Lennart Johansson, who oversaw the introduction of the Champions League during a 17-year reign as president of European football’s governing body, has died at age 89.
The Swedish Football Association said the former Uefa president died on Tuesday after a short illness.
“Lennart Johansson was our biggest international football leader of all time, no Swedish has had a similar influence on football in the world,” the Swedish FA’s president, Karl-Erik Nilsson, said on Wednesday. “He was deeply respected as Uefa president and vice president of Fifa, his leadership has aroused admiration worldwide.”

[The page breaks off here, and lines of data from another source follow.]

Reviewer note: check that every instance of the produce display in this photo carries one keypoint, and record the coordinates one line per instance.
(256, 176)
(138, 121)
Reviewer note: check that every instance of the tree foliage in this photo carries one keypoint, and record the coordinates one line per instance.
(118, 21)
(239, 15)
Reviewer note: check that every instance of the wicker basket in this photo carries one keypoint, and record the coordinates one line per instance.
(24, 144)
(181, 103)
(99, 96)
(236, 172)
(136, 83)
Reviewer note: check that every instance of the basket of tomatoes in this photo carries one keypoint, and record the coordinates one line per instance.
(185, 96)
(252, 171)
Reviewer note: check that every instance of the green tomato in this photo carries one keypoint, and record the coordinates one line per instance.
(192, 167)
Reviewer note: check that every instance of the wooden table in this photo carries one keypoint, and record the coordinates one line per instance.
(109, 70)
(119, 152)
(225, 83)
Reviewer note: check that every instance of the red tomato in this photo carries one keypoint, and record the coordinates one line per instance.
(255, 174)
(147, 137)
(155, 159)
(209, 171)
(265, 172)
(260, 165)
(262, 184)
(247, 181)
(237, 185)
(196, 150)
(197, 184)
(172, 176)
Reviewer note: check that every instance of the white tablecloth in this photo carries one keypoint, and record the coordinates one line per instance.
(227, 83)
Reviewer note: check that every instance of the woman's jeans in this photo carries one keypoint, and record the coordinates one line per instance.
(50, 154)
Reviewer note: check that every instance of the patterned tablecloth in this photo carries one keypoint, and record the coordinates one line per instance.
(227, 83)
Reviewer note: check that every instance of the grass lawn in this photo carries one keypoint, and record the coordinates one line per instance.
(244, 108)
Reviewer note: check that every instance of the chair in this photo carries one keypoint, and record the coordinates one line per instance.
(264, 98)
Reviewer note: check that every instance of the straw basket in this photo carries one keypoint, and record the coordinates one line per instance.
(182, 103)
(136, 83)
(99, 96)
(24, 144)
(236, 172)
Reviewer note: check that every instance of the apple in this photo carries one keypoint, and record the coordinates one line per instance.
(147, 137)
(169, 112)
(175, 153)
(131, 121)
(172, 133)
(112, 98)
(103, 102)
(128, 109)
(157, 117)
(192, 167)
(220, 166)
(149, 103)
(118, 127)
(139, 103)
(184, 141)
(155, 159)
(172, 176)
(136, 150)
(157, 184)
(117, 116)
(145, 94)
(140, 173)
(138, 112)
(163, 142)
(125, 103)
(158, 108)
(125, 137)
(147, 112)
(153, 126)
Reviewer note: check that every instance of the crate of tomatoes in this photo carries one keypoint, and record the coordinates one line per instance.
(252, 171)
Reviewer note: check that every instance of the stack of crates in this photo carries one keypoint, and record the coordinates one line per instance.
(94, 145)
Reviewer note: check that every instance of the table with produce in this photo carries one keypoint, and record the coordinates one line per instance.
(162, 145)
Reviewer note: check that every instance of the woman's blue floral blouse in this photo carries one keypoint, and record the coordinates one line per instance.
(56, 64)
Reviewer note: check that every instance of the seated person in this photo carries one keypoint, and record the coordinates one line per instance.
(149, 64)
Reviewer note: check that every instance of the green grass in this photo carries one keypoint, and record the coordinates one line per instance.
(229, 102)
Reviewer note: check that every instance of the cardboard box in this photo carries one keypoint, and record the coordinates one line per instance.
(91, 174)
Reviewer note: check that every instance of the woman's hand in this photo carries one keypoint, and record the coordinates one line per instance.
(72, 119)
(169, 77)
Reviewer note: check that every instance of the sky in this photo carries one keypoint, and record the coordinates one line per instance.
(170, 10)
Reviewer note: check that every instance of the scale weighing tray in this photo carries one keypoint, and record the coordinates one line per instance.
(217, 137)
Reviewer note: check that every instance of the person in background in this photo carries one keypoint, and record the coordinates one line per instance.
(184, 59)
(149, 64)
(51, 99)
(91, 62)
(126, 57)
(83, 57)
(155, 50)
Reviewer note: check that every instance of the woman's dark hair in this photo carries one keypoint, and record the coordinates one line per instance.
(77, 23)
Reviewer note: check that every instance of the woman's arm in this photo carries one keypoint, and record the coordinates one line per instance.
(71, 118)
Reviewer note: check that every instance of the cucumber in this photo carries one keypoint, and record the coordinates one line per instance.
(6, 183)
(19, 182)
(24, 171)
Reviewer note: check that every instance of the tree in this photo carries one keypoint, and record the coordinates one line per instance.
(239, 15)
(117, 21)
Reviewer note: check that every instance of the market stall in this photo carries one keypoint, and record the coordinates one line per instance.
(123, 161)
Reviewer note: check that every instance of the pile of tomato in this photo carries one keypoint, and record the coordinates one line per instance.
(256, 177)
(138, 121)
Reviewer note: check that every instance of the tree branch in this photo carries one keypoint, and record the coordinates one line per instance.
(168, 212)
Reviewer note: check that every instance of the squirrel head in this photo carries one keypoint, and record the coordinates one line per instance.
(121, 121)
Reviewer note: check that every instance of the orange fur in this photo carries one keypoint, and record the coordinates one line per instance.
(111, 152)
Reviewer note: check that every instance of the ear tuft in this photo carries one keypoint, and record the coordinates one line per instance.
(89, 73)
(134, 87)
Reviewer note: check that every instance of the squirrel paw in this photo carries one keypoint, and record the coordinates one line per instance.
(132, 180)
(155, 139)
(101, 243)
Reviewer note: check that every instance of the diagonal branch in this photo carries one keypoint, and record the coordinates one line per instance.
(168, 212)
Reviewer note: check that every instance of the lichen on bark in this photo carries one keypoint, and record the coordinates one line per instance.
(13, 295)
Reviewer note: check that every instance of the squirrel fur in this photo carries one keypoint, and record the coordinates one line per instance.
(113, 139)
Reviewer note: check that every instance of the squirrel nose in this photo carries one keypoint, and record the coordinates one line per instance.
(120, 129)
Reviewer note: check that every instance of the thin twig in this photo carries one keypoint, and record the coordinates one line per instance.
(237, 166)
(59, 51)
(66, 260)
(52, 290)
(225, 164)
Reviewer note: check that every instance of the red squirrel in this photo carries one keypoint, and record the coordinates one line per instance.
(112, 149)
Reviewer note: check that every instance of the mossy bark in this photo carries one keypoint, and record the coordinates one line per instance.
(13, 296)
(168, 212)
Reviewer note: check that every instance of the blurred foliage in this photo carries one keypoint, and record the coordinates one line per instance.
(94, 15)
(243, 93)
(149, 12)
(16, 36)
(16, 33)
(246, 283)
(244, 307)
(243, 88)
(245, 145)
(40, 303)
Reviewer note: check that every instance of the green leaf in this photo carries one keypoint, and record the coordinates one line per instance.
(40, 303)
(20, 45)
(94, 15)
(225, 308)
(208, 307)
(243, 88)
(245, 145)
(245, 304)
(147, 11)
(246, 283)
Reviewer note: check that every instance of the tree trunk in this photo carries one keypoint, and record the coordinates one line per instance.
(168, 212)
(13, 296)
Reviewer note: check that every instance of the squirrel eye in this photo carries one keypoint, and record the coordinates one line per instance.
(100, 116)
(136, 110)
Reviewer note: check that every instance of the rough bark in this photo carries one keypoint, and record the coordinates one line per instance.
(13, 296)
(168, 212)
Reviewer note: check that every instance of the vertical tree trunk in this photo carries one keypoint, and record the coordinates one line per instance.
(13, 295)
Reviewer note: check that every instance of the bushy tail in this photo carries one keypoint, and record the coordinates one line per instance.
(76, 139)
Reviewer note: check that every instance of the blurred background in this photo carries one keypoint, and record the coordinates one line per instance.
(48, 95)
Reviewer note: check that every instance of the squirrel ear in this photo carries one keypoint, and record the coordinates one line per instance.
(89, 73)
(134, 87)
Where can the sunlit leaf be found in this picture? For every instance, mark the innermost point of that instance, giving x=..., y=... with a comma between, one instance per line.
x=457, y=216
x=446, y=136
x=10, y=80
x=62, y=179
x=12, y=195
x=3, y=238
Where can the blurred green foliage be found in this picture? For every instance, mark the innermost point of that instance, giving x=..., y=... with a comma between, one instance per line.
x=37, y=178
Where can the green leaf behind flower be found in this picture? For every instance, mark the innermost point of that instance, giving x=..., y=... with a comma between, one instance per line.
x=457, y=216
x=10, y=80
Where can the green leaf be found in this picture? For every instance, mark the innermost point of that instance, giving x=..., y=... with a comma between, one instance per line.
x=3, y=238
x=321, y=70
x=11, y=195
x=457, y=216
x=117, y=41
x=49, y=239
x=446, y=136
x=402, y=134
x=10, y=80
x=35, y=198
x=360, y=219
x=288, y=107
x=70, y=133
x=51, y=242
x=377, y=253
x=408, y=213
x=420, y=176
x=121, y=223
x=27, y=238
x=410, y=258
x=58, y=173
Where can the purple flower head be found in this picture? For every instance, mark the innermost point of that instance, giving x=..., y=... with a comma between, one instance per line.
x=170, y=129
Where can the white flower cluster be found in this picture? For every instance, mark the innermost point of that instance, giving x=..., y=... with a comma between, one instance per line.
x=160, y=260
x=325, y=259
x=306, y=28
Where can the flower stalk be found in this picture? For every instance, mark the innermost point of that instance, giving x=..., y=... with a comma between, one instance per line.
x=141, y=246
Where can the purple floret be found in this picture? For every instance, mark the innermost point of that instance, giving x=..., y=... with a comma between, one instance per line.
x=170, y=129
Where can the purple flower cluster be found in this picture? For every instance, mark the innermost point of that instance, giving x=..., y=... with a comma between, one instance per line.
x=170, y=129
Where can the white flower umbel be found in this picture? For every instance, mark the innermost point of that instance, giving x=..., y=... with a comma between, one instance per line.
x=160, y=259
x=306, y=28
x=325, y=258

Johansson was elected to lead Uefa from 1990 to 2007 when he was beaten in the presidential election by Michel Platini. Johansson also served as vice president of Fifa but lost a divisive contest for the presidency to Sepp Blatter in 1998. Blatter rejected allegations of vote-buying, and the two never saw eye to eye after that.
Johansson said creating the Champions League to replace the European Cup was his proudest achievement at Uefa. It evolved into club football’s most lucrative and prestigious competition, with expansion that saw non-domestic champions given the entry.
Uefa was also transformed under Johansson’s rule, from an administrative body into a commercial enterprise managing Europe’s top club and national team competitions. Its headquarters moved from a suburb of the Swiss capital, Bern, to a waterfront facility in Nyon, by Lake Geneva. Johansson was named honorary president of Uefa after losing the presidency to Platini in 2007.